# cevelo s3



## psowing200 (Apr 21, 2010)

i have got a cevelo s2(51CM) and tarmac sl2 (52CM top tube 537MM) but sold both in 2011 due to no free time for ride. 

and now i am thinking of getting a new bike, but don't want to spend much $$on it, i think the burget is around 2600$usd, i know it is very few even i love cevelo bike, but.. so i only look at the brand new cannondale super six/ caad10 / felt etc..
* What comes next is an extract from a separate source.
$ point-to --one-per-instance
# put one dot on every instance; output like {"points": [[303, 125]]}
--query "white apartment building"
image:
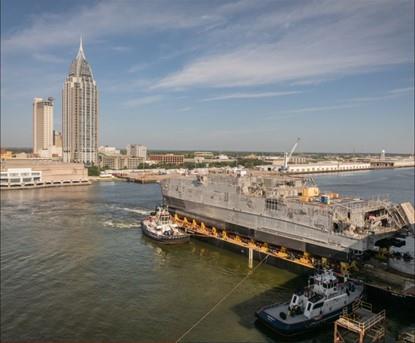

but i have found a used frame set --cevelo s3 ltd (yellow)2010, which is used for around 2year, and i have already checked the frame, it is in prefect condition..and the price only$1400.. and i think i could find some used parts such as sram force, which can finish the bike under my burget...

so i am really confused, should i get the used s3? i love the color and s seris! but it is used for2years! 

if you were me, what will you choose? a new bike? or a used s3?



and one more question, i have been riden a 51cm s2, it is a little bit small for me, but now the used s3 frame is 54cm, and i am only 172cm tall, i just wondering if it is too big for me?


----------



## TTigg (Sep 9, 2011)

psowing200 said:


> i have got a cevelo s2(51CM) and tarmac sl2 (52CM top tube 537MM) but sold both in 2011 due to no free time for ride.
> 
> and now i am thinking of getting a new bike, but don't want to spend much $$on it, i think the burget is around 2600$usd, i know it is very few even i love cevelo bike, but.. so i only look at the brand new cannondale super six/ caad10 / felt etc..
> 
> ...


If you don't get it pass on the details for the frame


----------